An herbicide, atrazine was banned by the European Union in 2003 due to “ubiquitous and unpreventable water contamination.” Meanwhile, the U.S. has continued to use it liberally. Syngenta asked Hayes to conduct research on atrazine, in which he found the chemical to “demasculinize (chemically castrate) and completely feminize” male frogs. Such powerful impacts are alarming considering that atrazine commonly finds its way to human water sources, expanding the chemical’s impacts.

After Hayes cut ties with the company, the release of Syngenta’s internal documents revealed that representatives of the company kept a close watch on him long after they went their separate ways. Representatives of the company had Hayes closely surveilled, looking for any opportunity to discredit him. Syngenta scientists disparaged the quality of his research, and a years- long battle ensued. In fact, the company’s ultimate goal was to ruin his reputation, thereby damaging his credibility and preventing his research from affecting Syngenta’s profits.

In their efforts to discredit Hayes, Syngenta attempted to puppeteer the conversation in favor of their own financial interests, making an unbiased public discourse on pesticides extremely difficult to achieve.

While the Syngenta documents in question were discovered nearly a decade ago, the company continues to fight to keep atrazine legal in the U.S. Recently, the Environmental Protection Agency (EPA) made an attempt to limit atrazine application by restricting application conditions and offering runoff mitigation options such as cover crop, terrace farming, dealt with an onslaught of personal attacks from agrochemical representatives.

The measure would modify a 2020 policy put in place during the Trump administration, requiring mitigation efforts from growers with atrazine concentrations of 3.4 μg/L or more, as opposed to the previous figure of 15. Syngenta clapped back with an article framing the proposed policy as financially and even environmentally damaging.

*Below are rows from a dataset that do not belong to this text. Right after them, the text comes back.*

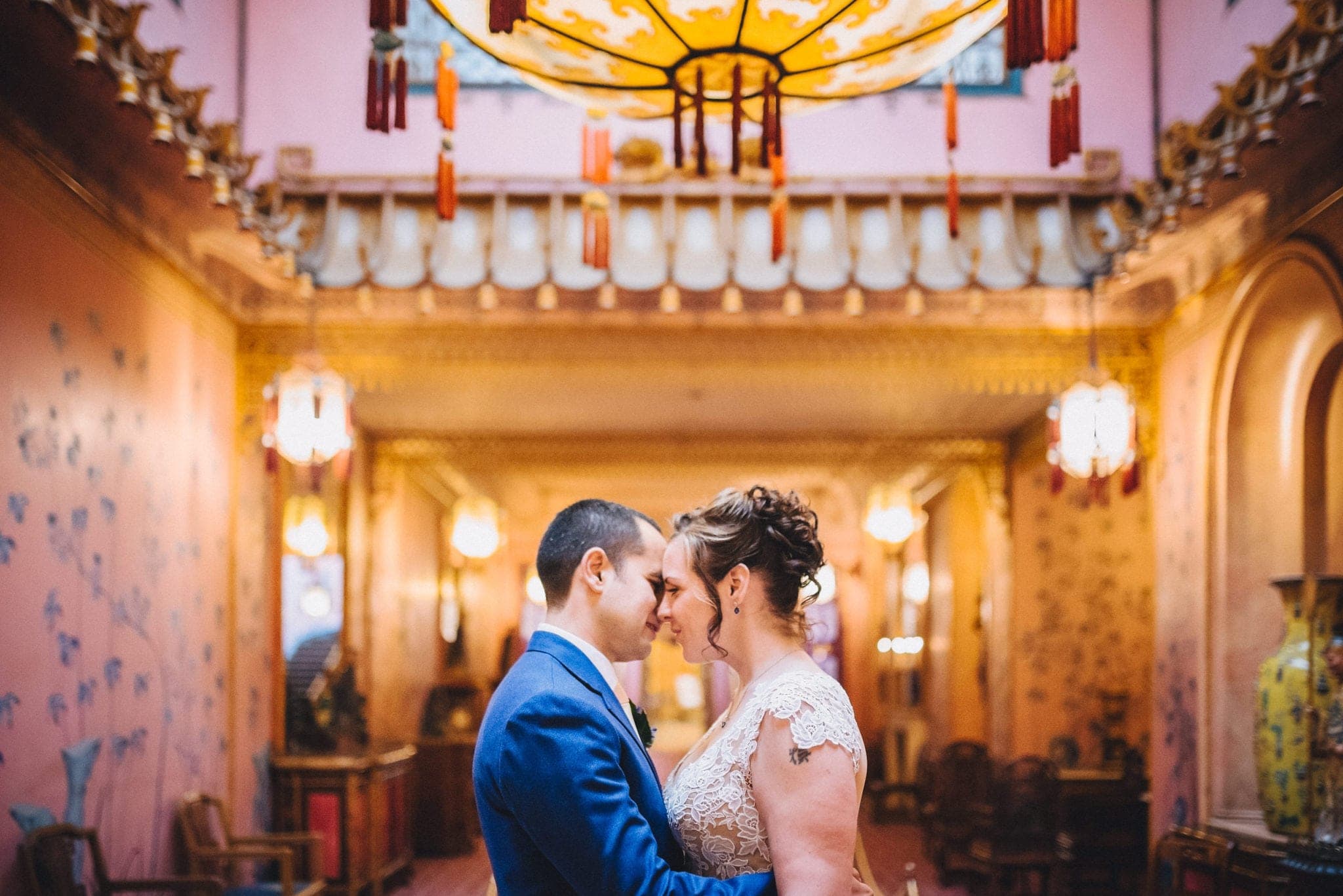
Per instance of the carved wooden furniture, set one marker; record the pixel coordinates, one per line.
(212, 849)
(1190, 861)
(962, 782)
(1014, 832)
(357, 802)
(1103, 830)
(51, 865)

With these arguments, Syngenta crafts a red herring that diverts attention from the biggest problem, atrazine itself.

Between massive PR bandwidth and the ability to completely bulldoze contradictory research efforts, Syngenta possesses the power to sway policy in whatever direction it so chooses. Some call it strategy, but a more appropriate term is manipulation.

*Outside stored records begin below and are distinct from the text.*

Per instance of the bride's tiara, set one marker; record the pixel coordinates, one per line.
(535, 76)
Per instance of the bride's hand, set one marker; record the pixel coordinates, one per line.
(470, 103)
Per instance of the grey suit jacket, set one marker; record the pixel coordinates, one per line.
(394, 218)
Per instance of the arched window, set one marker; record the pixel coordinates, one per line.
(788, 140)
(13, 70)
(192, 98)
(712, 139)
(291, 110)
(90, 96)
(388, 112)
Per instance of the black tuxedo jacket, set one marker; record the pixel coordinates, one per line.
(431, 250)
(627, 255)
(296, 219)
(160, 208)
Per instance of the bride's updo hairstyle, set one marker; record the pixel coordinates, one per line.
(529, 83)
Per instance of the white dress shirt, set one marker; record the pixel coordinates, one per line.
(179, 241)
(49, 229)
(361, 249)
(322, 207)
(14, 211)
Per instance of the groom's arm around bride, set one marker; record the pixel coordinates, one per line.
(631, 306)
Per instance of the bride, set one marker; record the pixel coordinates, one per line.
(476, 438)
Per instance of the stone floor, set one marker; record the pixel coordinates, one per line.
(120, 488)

Pesticides do have their benefits. They increase yield and prevent infestation of unwanted species. Yet research shows that they are also a significant danger to the health of people and wildlife– with impacts ranging from endocrine disruption (from chemicals like atrazine) to thinning bald eagle eggshells due to DDT.

This issue of the amount versus quality of food being produced creates a difficult question. While the debate about pesticides may be quite nuanced, one thing is certain: pesticide companies themselves should not be the only voices with power in these conversations.

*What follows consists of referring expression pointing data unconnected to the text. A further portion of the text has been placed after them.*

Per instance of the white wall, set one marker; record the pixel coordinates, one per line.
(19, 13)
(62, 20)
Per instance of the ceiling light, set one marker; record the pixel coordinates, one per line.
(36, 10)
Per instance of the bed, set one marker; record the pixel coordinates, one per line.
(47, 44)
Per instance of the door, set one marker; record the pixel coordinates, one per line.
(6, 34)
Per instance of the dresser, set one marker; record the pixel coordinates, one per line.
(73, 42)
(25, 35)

Corporations– whether they’re in pharmaceuticals, fossil fuels, or agriculture– deserve to be held accountable for their actions. Public awareness of how corporate-backed lobbies may influence policy outcomes is essential, but just as necessary are advocates for scientists that provide a different voice. In the face of these weapons of business, researchers are responsible for doing the expository work that keeps them honest (or as close to truthful as possible).

Ultimately, we need to see legislative change. This means policy that prevents large corporations like Syngenta from steering regulations in a direction that suits their interests while largely ignoring public and environmental health.